The `chunk_text` function uses a sliding window approach where consecutive chunks share an overlap region defined by the `overlap` parameter. When tokenized text is split into fixed-size windows, any semantic unit spanning a boundary appears in both adjacent chunks, ensuring that retrieval queries matching partial context still return the relevant information.

### What type of embedding model does this RAG implementation use?

The repository implements a from-scratch **TF-IDF** (Term Frequency-Inverse Document Frequency) embedding system rather than neural embeddings. The `tfidf_embed` function combines term frequencies with pre-calculated IDF weights to generate sparse vectors. This design choice prioritizes algorithmic transparency over performance, though the architecture supports swapping in dense neural embeddings without changing the retrieval logic.

### Where does the reranking happen in the pipeline?

Reranking occurs in the **generation phase** within the `simple_generate` function. After retrieving top-k chunks via cosine similarity, the system builds a prompt containing the concatenated context. The generator then acts as a reranker by evaluating every sentence in the retrieved text and selecting the one with the highest word-overlap with the query, effectively performing a secondary lexical ranking before returning the final answer.
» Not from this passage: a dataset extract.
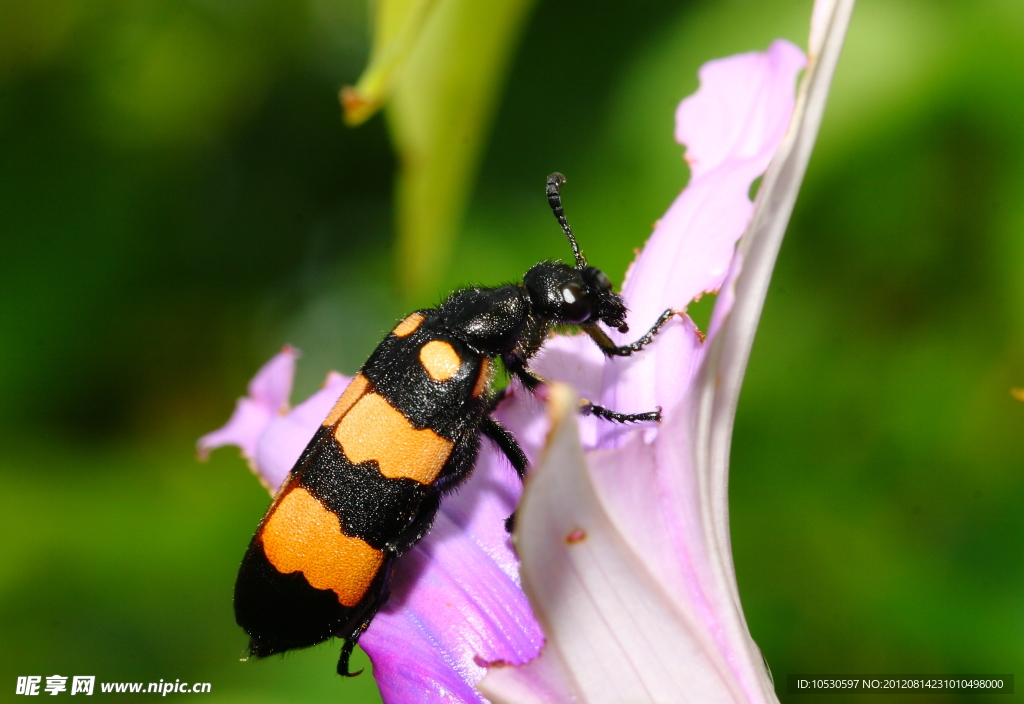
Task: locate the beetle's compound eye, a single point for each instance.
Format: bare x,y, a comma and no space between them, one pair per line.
576,303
### Can this implementation scale to large document collections?

The current implementation stores all embeddings in memory (`self.embeddings` in the `RAGPipeline` class) and performs brute-force cosine similarity calculations across the entire corpus. While suitable for educational purposes and small-to-medium datasets, production deployments would require replacing the in-memory list with vector database integrations (e.g., FAISS, Chroma) and the TF-IDF vectors with compressed neural embeddings to handle millions of chunks efficiently.